I am continually tempted to implement lifecycle control into coinjema - ie,the ability to throw in annotations to your classes that allow coinjema to notify your objects of various lifecycle events - creation, finalization, etc. But, I'm resisting the urge because I think it's a problematic idea in the long run. I'm already noticing problems that happen when I get too aggressive about calling initialization routines in my constructors or dependency injection methods. Often times, this results in problems with circular dependencies - specifically when dynamic dependencies are mixed with static. If I could resolve that, some of these lifecycle issues would go away I think.
JavaSpace ContextSource. Ie, store configuration data in a JavaSpaces service and let Coinjema automatically retrieve such objects and insert them into your objects. In general I'm thinking a lot about what it might mean/enable if Coinjema were fully jini-capable.
Several times I've run into the situation where I want a property file that
gets default values from a property file in a base context, but overrides just some of the
values in a sub-context. Right now, you'd have to put all the values in every property
file. I get around this currently by having my class depend on two property files, one
which holds the default values and another that holds the overriding values and I call
putAll() on my Properties object to override the values. A
little kludge that works well provided you only want/need a single default set of
properties and a single overriding set of properties. I'd like to enable full property
value inheritance from context to sub-context.
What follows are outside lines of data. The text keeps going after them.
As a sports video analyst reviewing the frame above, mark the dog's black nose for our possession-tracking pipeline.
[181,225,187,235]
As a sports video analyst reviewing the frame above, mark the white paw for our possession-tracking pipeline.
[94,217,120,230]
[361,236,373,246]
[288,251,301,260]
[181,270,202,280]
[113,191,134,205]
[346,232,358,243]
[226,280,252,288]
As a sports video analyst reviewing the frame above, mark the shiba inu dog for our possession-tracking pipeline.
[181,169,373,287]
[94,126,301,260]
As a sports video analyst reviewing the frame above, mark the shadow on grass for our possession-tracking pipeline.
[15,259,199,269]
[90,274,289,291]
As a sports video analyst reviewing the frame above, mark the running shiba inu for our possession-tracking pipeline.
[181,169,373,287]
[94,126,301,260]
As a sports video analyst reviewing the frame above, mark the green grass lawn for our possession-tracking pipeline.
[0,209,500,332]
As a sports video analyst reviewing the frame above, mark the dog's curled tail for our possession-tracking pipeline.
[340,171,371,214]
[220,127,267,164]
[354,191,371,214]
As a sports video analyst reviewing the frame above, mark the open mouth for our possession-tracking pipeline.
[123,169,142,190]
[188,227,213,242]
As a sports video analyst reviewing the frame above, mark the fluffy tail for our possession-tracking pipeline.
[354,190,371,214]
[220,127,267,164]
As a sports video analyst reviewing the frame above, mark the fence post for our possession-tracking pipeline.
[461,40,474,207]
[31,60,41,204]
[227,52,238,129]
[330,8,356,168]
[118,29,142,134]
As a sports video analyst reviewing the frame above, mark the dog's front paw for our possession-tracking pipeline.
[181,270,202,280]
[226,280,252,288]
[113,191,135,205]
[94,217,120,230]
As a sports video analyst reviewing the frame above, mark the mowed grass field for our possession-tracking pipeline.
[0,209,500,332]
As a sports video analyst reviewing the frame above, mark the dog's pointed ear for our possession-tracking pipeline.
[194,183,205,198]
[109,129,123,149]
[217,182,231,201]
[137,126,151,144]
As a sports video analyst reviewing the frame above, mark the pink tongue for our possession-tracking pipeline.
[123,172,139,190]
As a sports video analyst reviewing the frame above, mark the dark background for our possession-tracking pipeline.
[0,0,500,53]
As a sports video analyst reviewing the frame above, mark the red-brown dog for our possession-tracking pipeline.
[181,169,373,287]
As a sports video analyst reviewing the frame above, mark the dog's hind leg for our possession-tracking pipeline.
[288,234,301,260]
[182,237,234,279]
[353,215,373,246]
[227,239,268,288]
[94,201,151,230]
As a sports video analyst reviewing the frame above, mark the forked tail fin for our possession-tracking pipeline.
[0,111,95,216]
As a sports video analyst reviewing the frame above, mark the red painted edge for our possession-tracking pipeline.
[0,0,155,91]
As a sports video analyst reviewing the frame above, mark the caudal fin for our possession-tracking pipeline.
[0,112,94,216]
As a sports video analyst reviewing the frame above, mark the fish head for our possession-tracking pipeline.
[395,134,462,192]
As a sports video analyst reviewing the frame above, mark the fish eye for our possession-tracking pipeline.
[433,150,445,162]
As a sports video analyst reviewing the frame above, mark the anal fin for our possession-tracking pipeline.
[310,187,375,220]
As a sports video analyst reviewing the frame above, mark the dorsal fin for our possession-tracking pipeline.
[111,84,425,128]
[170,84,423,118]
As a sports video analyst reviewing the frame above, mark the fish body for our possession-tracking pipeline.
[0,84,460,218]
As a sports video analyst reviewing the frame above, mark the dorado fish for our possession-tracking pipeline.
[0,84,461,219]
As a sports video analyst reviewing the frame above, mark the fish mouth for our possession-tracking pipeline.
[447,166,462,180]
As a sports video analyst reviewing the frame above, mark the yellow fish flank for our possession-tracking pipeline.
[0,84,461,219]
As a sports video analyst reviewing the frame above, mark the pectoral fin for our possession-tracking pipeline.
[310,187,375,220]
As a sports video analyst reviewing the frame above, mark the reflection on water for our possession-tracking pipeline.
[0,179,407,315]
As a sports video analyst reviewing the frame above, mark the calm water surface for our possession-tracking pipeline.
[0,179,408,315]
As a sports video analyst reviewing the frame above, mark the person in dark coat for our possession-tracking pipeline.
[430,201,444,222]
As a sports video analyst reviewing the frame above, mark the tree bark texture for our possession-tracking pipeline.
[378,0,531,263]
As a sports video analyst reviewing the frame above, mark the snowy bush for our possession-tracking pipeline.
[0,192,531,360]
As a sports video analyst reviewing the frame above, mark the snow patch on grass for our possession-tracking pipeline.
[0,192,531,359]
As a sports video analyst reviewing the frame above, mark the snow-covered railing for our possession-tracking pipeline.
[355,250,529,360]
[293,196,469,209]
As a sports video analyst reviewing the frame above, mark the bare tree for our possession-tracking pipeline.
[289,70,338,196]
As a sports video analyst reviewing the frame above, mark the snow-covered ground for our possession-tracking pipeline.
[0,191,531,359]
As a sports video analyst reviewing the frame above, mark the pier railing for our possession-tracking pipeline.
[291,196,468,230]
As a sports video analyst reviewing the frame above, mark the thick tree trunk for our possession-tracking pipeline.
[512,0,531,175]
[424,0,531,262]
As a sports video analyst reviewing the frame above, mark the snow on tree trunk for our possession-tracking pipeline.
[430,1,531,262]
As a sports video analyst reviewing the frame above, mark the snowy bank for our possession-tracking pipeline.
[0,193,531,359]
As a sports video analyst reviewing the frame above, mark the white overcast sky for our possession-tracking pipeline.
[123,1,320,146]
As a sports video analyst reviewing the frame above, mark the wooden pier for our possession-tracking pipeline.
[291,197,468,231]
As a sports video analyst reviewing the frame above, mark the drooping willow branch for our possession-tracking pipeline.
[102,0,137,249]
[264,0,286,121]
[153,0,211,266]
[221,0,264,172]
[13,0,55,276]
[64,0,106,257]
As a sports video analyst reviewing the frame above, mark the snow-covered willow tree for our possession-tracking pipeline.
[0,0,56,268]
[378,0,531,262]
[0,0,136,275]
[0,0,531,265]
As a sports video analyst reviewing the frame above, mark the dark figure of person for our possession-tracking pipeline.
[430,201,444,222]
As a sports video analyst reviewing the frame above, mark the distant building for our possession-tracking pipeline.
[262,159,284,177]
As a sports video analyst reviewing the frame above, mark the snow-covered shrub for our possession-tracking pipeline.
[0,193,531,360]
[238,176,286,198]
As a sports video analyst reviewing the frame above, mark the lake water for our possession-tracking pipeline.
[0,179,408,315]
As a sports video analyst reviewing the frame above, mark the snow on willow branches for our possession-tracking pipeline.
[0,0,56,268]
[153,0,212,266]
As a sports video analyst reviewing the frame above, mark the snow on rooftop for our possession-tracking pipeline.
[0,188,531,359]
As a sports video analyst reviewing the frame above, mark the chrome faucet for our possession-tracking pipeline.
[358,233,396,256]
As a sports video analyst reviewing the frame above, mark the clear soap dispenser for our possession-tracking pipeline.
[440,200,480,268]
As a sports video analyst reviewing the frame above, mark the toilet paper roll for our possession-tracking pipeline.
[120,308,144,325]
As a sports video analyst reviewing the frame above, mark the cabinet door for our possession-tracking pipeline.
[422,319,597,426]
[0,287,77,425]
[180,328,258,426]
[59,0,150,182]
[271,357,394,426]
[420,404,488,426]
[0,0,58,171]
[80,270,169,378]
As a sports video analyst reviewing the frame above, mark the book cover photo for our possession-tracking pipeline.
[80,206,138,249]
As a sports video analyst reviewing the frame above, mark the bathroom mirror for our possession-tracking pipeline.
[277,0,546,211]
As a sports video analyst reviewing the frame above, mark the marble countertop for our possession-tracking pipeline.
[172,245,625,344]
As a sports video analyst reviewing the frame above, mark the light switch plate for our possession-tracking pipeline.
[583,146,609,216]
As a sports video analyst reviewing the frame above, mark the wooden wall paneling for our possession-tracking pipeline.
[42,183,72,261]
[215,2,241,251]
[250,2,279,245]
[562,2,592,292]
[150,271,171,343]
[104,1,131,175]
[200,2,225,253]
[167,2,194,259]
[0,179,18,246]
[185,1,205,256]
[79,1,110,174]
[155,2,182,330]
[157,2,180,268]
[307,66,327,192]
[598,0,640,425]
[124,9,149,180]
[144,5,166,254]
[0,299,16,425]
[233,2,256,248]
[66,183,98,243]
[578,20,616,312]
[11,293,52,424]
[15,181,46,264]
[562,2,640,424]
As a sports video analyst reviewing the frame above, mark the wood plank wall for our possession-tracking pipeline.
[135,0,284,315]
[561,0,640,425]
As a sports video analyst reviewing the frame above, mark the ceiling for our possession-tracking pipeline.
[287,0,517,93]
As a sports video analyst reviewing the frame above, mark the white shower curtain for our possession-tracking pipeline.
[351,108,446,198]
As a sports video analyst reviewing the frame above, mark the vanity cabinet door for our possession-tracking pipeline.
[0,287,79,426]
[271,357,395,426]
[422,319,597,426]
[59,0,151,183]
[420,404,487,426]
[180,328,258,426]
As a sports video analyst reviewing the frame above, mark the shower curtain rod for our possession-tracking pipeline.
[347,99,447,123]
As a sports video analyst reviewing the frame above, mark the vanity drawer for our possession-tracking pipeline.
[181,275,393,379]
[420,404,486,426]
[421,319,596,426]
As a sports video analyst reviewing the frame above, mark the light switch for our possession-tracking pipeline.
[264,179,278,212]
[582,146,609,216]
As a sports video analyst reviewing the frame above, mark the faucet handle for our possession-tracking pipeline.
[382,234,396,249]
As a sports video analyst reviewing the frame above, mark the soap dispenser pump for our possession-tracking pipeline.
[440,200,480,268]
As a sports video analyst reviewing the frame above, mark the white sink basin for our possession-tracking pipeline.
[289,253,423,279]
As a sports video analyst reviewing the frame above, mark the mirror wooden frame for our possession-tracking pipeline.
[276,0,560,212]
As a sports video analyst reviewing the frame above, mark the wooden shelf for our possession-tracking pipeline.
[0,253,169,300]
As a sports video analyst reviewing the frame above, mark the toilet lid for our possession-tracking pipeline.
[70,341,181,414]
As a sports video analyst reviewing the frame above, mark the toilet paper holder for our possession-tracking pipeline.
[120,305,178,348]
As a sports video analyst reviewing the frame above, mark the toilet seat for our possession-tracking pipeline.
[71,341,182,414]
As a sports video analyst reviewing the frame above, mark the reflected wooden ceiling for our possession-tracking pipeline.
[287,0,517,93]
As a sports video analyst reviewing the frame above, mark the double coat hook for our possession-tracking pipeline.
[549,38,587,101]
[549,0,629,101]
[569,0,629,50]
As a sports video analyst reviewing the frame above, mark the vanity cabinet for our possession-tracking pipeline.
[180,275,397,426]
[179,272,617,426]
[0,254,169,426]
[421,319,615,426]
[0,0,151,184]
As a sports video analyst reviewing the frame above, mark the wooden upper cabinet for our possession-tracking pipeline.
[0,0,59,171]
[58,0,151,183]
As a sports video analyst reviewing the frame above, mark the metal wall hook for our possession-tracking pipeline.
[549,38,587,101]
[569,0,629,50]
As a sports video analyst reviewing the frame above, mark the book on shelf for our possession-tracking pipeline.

I've finally started using Coinjema in an actual project, which has helped me find some weaknesses in Coinjema. Most notably, working out circular dependencies. I've also done some work to make Coinjema thread-safe. The result of both of these actions is that Coinjema performance is back in the toilet (after some nice previous improvements in that area). To be specific, object creation is approximately 50 times slower than normal when using Coinjema. performance has since been improved to about 25x slower.
25 times slower looks worse than it actually is. The performance penalty is mostly restricted to object creation, which is a small part of a system's performance to begin with (discounting GC issues, which should not be affected by Coinjema). Creating a normal object and setting a couple of properties takes about 80 nanoseconds on my 1.8ghz centrino laptop, and about 2000 nanoseconds for a Coinjema configured object. There are 1 million nanoseconds in a millisecond - so you'd have to create 1000 objects to decrease your system's performance by ~2 milliseconds. It's a tradeoff that has to be weighed against the advantages. Certainly one wouldn't want DAO objects mapped to database table rows to be Coinjema objects, but it probably wouldn't be too bad to create a new Coinjema object or 3 or 10 for each http request to a servlet engine.
A stickier problem is the issue of thread-safety. I've modified the code to avoid obvious multi-threading problems, but I remain concerned about the possibility of deadlocks if it were used in a heavily multi-threaded environment with very complex circular dependencies. I've not yet devised a test case that reveals such a problem, but I can imagine some that might. This is something I'll have to look into soon. Have since created tests that revealed deadlocks and have reorganied the code to avoid this. A nice benefit was the synchronization plan was greatly simplified and performance enhanced.
I'd like to play with the idea of using Coinjema to intercept calls to getXXX() as opposed to intercepting constructor calls and then configuring the objects at initialization time. There would be three advantages of doing so: Object construction would be quick; objects could be more easily updated at runtime since every call to getXXX() they make would go to Coinjema to retrieve the dependency; and a single object could play in multiple contexts rather than being fixed in a particular context at the moment of its creation. The difficulty is figuring out what the intended context is a the time of the call to getXXX(). This is done and working with the new @CoinjemaDynamic annotation.
Another desirable feature with redirects would be to preserve the original context through the redirect. What this means is, let's say there is the root context:
root
singleton.groovy
myClass.singleton.redirect (points to "singleton")
And there is a child context:
child
singleton.groovy
The point of the singleton.groovy entry in the child context is to supply objects in that context with a separate instance of the singleton class - could be a different implementation, could just be configured differently. The problem here is, which instance of singleton will MyClass get if it is created in the child context? Unfortunately, the answer is it will get the root singleton because as Coinjema searches for the MyClass.singleton dependency, it finds it in the root context, and the redirect therefore only searches the root context. Therefore it is necessary to put another Myclass.singleton.redirect into the child context if it is desired that it find the context specific instance of singleton (which seems like that natural assumption to me). Removing this would remove some duplication in the config files. This is also done now.
Additionally, are both singleton.groovy files really necessary if all they are doing is creating context specific instances of the same class? Why can't there be some way to tell Coinjema that the root config file should be duplicated internally for each child context that doesn't override it? This also would greatly reduce the number of config files I have for my system, and I suspect for many others. Maybe a new file format ".instance" is needed to allow one to specify a class name that will be created for each context. This issue is thornier than expected, but also partially mitigated by the new dynamic dependencies and more targeted context tracking mechanism which allows a single shared service object to behave differently in different call contexts.